La primera es la del “nacionalismo palingenésico” y la segunda el “fascismo
como forma de modernismo”. Ambas tesis hacen hincapié en elementos que
habían sido eludidos u olvidados por interpretaciones anteriores.
Con “nacionalismo
palingenésico” (una palabra en desuso que procede etimológicamente de los
términos griegos “palin”, nuevo, y “génesis”, nacimiento), indica
que los fascismos nuevos formas del nacionalismo revolucionario con entidad
propia: aspiraban a un “nuevo nacimiento”, un “renacimiento”, nacional.
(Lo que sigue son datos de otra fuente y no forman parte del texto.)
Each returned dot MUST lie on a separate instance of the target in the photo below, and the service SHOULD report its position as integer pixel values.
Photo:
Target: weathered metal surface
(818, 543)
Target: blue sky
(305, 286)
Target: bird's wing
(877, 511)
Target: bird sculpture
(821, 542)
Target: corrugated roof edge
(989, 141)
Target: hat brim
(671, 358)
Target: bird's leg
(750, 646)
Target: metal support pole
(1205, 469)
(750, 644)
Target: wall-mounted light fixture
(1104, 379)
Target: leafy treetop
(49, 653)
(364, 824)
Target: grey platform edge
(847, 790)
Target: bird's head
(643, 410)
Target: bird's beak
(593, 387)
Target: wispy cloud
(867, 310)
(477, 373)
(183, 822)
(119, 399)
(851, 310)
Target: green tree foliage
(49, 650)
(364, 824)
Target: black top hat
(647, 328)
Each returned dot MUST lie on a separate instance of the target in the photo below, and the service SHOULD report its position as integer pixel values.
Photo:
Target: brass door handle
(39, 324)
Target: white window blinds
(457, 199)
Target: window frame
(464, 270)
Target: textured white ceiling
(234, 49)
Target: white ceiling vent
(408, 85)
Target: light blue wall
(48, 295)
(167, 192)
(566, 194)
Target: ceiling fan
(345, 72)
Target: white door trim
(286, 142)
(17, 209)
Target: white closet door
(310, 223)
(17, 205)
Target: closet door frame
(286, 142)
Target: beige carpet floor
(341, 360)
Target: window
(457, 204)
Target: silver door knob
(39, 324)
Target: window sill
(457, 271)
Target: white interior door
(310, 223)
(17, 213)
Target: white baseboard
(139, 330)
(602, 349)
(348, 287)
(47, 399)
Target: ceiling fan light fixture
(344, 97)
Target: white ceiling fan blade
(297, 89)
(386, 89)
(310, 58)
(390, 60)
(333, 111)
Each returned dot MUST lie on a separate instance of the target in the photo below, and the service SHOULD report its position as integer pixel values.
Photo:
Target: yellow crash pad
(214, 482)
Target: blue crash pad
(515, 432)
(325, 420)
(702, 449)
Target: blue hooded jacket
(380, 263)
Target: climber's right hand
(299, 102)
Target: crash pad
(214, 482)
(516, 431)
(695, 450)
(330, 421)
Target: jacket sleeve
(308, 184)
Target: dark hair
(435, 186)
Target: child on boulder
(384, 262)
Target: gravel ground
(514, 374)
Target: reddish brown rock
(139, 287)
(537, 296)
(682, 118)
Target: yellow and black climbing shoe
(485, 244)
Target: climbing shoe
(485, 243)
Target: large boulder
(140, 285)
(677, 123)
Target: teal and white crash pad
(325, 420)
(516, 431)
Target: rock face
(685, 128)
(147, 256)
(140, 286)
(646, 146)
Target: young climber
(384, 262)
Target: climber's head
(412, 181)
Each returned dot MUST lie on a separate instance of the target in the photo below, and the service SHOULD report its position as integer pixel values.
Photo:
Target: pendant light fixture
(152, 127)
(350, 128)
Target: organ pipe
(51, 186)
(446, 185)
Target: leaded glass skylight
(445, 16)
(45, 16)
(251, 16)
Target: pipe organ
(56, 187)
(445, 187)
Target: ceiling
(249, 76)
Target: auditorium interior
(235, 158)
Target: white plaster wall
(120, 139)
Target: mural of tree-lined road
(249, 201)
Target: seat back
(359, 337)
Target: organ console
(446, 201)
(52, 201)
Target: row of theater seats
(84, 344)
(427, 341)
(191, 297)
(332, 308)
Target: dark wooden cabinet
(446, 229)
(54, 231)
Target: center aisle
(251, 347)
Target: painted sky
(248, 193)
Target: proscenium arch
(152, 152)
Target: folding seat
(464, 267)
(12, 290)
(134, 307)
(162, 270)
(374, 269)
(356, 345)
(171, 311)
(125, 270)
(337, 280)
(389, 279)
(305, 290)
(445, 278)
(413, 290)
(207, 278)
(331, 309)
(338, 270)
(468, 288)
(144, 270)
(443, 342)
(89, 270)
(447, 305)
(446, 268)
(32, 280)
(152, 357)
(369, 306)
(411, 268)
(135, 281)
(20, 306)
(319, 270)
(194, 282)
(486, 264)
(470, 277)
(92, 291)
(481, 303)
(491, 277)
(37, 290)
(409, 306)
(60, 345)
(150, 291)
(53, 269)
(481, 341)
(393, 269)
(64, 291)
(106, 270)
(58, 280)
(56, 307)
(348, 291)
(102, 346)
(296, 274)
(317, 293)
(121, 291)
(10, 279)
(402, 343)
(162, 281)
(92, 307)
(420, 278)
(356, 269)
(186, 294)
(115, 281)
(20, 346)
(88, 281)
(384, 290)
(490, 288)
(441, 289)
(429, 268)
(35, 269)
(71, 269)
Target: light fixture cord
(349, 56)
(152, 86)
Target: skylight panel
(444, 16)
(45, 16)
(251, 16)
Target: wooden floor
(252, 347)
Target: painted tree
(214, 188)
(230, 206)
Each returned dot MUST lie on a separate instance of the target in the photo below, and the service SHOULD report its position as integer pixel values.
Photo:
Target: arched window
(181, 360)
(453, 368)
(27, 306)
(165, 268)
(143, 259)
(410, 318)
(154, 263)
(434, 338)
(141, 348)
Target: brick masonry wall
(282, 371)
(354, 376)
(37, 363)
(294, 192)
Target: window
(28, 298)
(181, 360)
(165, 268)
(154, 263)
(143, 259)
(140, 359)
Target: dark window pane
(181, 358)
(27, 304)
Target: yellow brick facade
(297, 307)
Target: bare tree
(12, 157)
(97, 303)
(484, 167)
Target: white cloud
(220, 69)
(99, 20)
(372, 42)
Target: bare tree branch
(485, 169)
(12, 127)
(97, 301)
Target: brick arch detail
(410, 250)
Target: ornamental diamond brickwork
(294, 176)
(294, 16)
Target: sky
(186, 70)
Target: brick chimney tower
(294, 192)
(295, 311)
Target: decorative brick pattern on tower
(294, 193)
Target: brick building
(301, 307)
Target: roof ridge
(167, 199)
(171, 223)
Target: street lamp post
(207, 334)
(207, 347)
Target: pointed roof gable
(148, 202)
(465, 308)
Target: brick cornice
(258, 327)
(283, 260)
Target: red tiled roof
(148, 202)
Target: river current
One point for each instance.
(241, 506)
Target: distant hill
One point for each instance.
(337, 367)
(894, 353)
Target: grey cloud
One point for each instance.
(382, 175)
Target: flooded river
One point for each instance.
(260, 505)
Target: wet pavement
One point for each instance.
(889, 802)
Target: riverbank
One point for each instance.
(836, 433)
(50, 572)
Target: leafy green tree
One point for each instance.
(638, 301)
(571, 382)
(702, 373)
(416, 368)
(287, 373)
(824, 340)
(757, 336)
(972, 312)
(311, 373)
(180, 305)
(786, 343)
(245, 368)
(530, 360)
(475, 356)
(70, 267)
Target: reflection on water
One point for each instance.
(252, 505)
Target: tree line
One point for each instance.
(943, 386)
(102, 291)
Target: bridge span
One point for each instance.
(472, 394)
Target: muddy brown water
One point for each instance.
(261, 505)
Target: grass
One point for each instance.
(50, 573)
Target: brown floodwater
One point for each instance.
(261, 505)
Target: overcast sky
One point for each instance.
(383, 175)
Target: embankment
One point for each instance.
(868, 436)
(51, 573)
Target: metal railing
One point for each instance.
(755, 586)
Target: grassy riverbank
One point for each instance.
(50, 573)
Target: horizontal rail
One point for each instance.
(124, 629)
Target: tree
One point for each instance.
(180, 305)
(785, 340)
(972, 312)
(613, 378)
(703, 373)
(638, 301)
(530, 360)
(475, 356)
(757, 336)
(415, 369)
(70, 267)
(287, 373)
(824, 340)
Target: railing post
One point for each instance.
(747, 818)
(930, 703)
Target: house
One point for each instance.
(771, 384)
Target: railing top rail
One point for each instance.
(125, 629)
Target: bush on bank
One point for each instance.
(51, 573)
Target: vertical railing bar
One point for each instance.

La
dictadura, el totalitarismo, las quemas de libros y de parlamentos, la
violencia, las divisiones Panzer y los campos de exterminio, es decir, todo lo
que incluye la visión “pop” del fascismo, son excluidos del análisis. Los
fascistas no pretendían más que un “renacimiento nacional” (y, si completamos
la lectura de este texto, con la de The enemy of Europe [Liberty Bell,
1981], de un neo-fascista como Francis Parkey Yockey (a) “Ulik Varenge”, nos
será más fácil admitid que lo que éste llama “la revolución europea de 1933”,
iniciada con la toma del poder de Hitler en Alemania, aspiraba a crear un “nuevo
orden europeo” y, no solamente, un “renacimiento nacional” en los marcos de los
Estados-Nación, existentes en aquella época).
La segunda teoría
es aún más importante: el fascismo como modernidad. El marxismo y la
historiografía liberal, y, por supuesto, la “propaganda de guerra”, han tendido
a presentar a los fascismos como “movimientos retrógrados”, oscurantistas y con
aversión a todo lo que era técnica y modernidad. Esto, obviamente, ha generado
espectaculares contradicciones entre las biografías, las tendencias, los
gustos, las realizaciones prácticas de los dirigentes fascistas y de sus
propuestas políticas, fundamentalmente avanzadas, modernas, en una palabra, y
estas interpretaciones, en las que deliberadamente se ha confundido “fascismo”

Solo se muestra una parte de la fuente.